Healthy muscles provide better mobility and flexibility. At-home stretching exercises can keep your muscles strong and agile and help with your posture.
Daily stretching is recommended to keep muscles strong. Common stretches you can try are:
Resistance or weight training is also a good way to stay strong. Push-ups can be done with a wall in your home, or bicep curls can be done sitting in a chair with small weights. You can purchase light hand weights online or at your local department store.

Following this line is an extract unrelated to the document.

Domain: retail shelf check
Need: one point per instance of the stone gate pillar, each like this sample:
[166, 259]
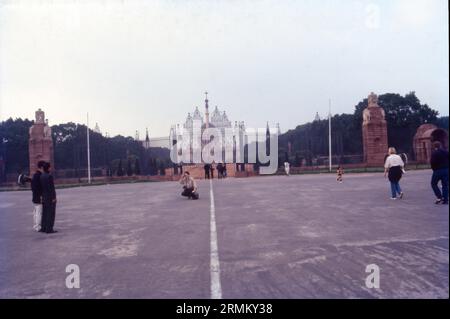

You can look into doing some chair exercises if your mobility is limited. Make sure to warm up first and try these routines:
- Dumbbell curls
- Dumbbell overhead press
- Side bend holds
- Squats with chair support
- Lateral hip raises with chair support (standing)
- Heel raises (feel free to hold onto the chair)
- Standing hip extensions with the support of a chair
Online Exercise Classes for Seniors
The next best thing to attending group exercise classes is attending live classes online. Many classes are offered online with a qualified live instructor using a video platform like Zoom. All you need is your computer or tablet and an internet connection. It’s a good way to get a sense of accountability and to also (virtually) meet new people.
You can also watch pre-recorded videos and go at your own pace. Make sure that you chose an instructor who does senior activities specifically.
Silver Sneakers (we love the name!) has an excellent YouTube channel with tons of videos of activities that you can do in the comfort of your own home.
Also, you can check with your local gyms if the instructors in your community are offering online classes.
Let’s Get Moving!
Make sure to choose activities that are in your comfort zone and physical capacity. There is no use to start a new exercise that is too demanding and that can put you in danger of injury.
Always listen to your body and don’t over-exert yourself. Find something that is enjoyable and that you look forward to doing. That way, there is a better chance that you will stick to it and you will effortlessly incorporate it into your life.
Remember to always consult with your doctor or healthcare advisor before starting new exercise programs.